Звезды противоречили окружающему миру. И дело вовсе не в том, что они были лучше. Понимаешь ли ты, втолковывал я сестре, что они легкие, а вокруг нас - тяжесть? Сестра не понимала, как, впрочем, и товарищи по школе - с этих разговоров, с которыми я навязывался встречным и поперечным, окончательно и утвердилась, вероятно, моя печальная репутация зануды. И атлет Коля Некрасов, и футболист Игорь Горский, и остроумец Ваня Безуглов, и даже розовощекий, чуть смахивающий на поросенка Володя Жуковкин, более снисходительно встречавший мои отвлеченные излияния - иные поставили на мне крест (о девочках уж и не говорю), иные стали задирать меня по углам, иные обходились насмешками. Упаси Господь видеть в этом драму непризнанного вундеркинда или некий символ противостояния выдающегося человека косному окружающему миру. Полагаю, что тот же Ван Гог (с которым ни в коей мере не отваживаюсь себя сравнивать), покуда не начал на почве преданности искусству отхватывать себе уши опасной бритвой, был вполне нормальным подростком, а в мемуарах преподавателей лицея, где пару раз упоминается юный Сашенька Пушкин (опять же, никаких высокомерных уподоблений) не обнаруживается особых признаков будущей гениальности. Нет, детское одиночество - это просто карта, которую мы вытягиваем наугад из небесной колоды, и вспоминаю я о нем - просто так, потому что другого детства у меня не было и, скорее всего, уже не будет. Добавлю только, что рассуждения о звездах, морском песке и иных подобных предметах, моя отрада в томительные часы перед сном на пружинистом диване у подвального окошка, не избавляли меня от подростковых страданий, даже напротив, усугубляли их чрезмерно. Надо ли объяснять, что и в двенадцать лет голубоватый лед Патриарших прудов, в мелкую пыль рассекаемый фигурными коньками подруги, стоит решительно всех звезд на свете?
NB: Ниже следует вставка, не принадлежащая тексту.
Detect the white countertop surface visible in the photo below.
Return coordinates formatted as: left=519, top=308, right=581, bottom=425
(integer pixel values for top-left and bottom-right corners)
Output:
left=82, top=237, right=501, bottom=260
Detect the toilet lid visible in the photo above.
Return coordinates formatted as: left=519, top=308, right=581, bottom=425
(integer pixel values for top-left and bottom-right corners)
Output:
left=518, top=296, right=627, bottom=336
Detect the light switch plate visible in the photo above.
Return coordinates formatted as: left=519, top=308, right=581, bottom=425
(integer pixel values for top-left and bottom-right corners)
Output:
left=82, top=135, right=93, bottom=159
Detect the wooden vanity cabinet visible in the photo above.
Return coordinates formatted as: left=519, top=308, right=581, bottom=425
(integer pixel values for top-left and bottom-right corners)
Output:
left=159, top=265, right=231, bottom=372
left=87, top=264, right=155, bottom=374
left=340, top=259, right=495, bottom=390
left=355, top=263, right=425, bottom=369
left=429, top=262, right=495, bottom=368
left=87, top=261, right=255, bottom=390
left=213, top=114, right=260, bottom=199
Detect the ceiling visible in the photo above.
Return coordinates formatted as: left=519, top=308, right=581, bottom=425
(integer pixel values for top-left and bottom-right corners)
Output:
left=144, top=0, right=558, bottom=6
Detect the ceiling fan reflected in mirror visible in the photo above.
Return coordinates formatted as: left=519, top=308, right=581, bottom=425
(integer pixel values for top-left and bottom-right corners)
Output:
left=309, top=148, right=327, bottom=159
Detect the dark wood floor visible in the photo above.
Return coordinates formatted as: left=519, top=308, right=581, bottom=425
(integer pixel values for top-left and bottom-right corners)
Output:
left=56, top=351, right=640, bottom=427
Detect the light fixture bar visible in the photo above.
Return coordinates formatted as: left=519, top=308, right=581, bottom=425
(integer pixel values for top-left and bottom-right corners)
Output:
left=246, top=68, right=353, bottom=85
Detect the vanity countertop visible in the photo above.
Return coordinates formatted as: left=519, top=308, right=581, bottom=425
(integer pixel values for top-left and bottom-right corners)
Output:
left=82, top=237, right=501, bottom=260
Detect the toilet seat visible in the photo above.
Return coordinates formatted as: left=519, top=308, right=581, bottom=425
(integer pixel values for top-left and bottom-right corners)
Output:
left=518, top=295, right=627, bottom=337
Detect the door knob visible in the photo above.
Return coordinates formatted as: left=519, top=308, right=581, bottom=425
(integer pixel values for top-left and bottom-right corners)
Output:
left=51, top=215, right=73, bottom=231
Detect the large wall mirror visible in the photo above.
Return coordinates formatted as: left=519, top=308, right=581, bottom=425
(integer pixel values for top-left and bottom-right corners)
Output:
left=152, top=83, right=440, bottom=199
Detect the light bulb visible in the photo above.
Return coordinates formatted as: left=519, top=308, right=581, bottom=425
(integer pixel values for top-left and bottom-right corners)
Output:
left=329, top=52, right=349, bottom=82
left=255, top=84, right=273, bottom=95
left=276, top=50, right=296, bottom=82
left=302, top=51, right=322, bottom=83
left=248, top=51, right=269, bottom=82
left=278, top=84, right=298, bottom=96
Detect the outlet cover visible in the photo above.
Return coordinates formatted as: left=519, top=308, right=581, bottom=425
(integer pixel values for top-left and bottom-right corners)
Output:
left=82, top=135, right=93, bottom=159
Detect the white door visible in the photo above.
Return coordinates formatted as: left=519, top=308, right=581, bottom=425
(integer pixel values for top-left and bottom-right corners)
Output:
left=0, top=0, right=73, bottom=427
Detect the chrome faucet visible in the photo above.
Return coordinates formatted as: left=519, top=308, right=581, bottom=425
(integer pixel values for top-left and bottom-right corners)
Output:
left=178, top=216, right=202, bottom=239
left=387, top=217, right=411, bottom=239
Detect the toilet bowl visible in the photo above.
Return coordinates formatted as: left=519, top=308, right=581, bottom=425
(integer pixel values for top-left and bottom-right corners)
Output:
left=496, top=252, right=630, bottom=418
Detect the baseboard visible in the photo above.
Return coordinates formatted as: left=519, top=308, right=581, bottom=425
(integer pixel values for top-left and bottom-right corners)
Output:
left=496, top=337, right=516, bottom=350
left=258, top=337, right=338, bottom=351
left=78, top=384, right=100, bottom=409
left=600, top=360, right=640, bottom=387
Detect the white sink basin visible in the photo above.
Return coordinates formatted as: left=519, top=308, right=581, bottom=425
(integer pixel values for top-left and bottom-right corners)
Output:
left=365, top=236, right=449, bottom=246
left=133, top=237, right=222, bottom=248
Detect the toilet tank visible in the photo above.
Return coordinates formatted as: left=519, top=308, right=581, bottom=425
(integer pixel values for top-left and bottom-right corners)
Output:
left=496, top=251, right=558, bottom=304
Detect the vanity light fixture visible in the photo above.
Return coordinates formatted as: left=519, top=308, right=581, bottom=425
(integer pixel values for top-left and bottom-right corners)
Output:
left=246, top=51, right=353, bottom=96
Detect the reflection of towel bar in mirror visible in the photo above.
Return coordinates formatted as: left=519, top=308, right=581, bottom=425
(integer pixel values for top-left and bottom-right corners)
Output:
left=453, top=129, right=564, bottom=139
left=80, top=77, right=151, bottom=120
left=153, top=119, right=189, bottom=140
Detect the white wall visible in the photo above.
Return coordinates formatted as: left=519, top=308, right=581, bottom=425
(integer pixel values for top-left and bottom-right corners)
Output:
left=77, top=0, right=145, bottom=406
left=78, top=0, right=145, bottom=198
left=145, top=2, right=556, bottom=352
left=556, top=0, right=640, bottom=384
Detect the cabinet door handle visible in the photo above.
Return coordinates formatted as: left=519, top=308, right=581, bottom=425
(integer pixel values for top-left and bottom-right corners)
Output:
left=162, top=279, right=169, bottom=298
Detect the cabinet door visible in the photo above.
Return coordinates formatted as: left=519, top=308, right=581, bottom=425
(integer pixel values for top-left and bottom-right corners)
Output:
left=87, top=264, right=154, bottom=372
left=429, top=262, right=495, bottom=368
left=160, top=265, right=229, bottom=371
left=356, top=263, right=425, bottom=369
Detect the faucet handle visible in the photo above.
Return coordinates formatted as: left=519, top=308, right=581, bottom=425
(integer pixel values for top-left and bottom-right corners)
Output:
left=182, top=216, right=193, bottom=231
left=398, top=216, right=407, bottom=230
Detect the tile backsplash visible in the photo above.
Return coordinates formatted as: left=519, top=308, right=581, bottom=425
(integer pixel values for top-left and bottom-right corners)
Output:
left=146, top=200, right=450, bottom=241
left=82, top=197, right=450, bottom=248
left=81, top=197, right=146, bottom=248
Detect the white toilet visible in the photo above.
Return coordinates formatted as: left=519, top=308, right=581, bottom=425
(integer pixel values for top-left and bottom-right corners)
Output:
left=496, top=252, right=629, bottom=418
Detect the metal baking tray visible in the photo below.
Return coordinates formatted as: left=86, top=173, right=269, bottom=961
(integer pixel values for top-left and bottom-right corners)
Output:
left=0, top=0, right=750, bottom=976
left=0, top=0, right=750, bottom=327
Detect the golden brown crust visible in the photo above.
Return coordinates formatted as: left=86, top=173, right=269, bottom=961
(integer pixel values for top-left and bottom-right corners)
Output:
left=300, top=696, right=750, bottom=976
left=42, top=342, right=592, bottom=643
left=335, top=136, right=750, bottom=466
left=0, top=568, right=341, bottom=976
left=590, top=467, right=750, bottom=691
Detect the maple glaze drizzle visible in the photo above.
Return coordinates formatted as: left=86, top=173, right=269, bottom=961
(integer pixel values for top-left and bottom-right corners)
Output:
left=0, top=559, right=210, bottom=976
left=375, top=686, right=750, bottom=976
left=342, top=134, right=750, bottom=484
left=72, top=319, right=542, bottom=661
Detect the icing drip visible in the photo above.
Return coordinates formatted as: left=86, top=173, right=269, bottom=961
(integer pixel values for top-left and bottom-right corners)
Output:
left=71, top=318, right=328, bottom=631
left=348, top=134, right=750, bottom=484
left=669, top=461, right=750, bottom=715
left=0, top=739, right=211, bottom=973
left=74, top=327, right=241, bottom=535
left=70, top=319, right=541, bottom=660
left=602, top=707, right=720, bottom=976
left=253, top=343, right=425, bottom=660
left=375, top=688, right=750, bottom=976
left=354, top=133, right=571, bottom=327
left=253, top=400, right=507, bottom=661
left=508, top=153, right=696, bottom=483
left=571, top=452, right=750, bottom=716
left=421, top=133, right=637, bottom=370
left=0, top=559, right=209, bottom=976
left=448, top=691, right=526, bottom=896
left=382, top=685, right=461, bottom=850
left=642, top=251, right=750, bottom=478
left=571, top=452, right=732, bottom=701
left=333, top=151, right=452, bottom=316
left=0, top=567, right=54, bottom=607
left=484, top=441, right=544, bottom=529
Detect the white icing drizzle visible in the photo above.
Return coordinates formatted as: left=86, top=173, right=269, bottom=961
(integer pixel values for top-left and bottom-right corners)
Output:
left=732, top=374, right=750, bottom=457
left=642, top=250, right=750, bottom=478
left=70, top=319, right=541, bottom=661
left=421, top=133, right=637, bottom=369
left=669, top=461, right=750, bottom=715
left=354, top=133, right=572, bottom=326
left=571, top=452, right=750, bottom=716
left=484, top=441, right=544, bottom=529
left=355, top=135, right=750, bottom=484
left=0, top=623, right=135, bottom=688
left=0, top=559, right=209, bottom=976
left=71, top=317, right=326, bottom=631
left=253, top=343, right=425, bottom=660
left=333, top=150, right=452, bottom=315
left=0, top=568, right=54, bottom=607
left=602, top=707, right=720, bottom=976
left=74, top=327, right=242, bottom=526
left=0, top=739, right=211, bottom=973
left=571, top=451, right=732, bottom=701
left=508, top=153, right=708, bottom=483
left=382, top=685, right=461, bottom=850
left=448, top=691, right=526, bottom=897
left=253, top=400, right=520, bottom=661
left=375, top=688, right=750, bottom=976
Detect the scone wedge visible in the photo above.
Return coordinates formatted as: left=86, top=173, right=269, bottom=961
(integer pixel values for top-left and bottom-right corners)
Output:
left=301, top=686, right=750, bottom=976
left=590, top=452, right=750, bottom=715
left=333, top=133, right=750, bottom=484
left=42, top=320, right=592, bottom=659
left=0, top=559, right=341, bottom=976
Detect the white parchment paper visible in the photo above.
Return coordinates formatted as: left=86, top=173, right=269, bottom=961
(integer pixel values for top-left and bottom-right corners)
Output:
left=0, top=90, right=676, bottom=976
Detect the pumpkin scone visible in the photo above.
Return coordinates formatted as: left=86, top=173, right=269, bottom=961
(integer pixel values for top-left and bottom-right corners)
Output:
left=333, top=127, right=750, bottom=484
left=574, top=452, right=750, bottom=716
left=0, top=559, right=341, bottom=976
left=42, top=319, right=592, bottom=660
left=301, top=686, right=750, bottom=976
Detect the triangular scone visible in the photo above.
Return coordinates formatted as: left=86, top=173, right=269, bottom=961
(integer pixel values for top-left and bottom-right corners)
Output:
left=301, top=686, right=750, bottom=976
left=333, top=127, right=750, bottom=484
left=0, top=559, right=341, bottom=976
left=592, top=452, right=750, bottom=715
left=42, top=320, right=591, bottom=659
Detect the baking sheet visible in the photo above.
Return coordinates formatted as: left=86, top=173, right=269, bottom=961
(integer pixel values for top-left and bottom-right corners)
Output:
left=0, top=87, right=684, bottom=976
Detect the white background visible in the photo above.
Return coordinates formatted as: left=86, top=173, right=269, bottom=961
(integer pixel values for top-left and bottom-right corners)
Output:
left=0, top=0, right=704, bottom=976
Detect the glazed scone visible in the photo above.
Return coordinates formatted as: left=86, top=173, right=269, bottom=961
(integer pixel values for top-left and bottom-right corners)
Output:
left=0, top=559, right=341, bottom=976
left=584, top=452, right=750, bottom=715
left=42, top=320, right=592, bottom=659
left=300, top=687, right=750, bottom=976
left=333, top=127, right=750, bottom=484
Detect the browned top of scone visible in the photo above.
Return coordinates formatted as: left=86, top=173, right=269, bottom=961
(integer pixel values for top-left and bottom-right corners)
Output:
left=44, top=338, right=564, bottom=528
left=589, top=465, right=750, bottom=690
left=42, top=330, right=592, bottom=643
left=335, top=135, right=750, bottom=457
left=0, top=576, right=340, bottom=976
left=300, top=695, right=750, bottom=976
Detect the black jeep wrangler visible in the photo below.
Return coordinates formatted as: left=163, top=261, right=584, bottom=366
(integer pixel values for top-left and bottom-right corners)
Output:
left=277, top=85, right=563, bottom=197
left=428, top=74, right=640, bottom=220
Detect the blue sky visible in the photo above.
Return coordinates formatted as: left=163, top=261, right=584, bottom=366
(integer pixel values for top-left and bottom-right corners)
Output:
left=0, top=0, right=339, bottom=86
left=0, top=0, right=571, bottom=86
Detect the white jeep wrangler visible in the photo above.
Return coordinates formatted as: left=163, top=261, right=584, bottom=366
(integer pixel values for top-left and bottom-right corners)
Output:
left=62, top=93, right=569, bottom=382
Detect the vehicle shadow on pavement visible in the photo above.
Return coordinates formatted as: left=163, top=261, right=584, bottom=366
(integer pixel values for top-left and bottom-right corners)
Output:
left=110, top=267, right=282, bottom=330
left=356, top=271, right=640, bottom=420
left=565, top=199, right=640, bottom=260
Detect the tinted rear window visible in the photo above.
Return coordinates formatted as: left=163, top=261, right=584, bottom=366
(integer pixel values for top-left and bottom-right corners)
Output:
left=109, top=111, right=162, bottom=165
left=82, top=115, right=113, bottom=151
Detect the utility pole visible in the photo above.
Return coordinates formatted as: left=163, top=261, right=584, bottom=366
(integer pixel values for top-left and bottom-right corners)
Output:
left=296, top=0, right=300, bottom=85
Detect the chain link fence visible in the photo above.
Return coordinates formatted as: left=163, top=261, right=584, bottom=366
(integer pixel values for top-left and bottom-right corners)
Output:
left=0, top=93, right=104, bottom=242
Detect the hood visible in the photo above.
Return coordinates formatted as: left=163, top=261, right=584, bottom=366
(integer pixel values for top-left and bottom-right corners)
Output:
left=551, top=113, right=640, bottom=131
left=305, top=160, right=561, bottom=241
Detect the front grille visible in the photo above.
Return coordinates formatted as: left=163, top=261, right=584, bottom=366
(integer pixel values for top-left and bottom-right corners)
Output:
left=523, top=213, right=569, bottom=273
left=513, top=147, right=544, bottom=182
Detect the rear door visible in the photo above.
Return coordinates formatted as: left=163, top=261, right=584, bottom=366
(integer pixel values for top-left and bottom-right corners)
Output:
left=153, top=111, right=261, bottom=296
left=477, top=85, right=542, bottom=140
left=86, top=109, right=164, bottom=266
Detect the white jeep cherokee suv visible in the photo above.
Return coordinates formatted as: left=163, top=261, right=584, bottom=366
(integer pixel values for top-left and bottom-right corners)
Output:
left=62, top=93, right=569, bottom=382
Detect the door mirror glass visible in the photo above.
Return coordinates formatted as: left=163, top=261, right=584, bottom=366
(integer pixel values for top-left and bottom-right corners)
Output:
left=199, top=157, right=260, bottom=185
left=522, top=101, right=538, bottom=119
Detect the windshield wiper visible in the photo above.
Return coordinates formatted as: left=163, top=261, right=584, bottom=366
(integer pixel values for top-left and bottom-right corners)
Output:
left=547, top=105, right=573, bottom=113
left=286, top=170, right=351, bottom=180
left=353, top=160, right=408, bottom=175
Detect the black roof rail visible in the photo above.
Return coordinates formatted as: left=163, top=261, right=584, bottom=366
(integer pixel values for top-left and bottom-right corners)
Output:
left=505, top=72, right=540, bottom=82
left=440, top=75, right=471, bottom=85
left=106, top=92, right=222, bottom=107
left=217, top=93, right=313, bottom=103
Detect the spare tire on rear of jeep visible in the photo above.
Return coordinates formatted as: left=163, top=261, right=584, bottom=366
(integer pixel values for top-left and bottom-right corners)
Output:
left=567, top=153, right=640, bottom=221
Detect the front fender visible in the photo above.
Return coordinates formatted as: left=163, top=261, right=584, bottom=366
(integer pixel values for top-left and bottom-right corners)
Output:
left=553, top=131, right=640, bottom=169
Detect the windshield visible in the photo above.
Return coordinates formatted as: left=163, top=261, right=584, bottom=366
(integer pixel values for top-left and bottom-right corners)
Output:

Конечно, не один я был в классе занудой: Лена Соколова читала ничуть не меньше, а тщедушному Лерману тоже нередко устраивали пятый угол - и в какой-то момент он даже искал моей дружбы, с тайной целью создать братство угнетаемых. Я не согласился, и более того - сам начал не то что заискивать перед классными коноводами, но во всяком случае пытаться доказать им, что и в Татаринове может отыскаться известная польза. Низко, но объяснимо: и не в те ли отдаленные годы родился во мне проклятый максимализм, вечная жажда получить все или ничего?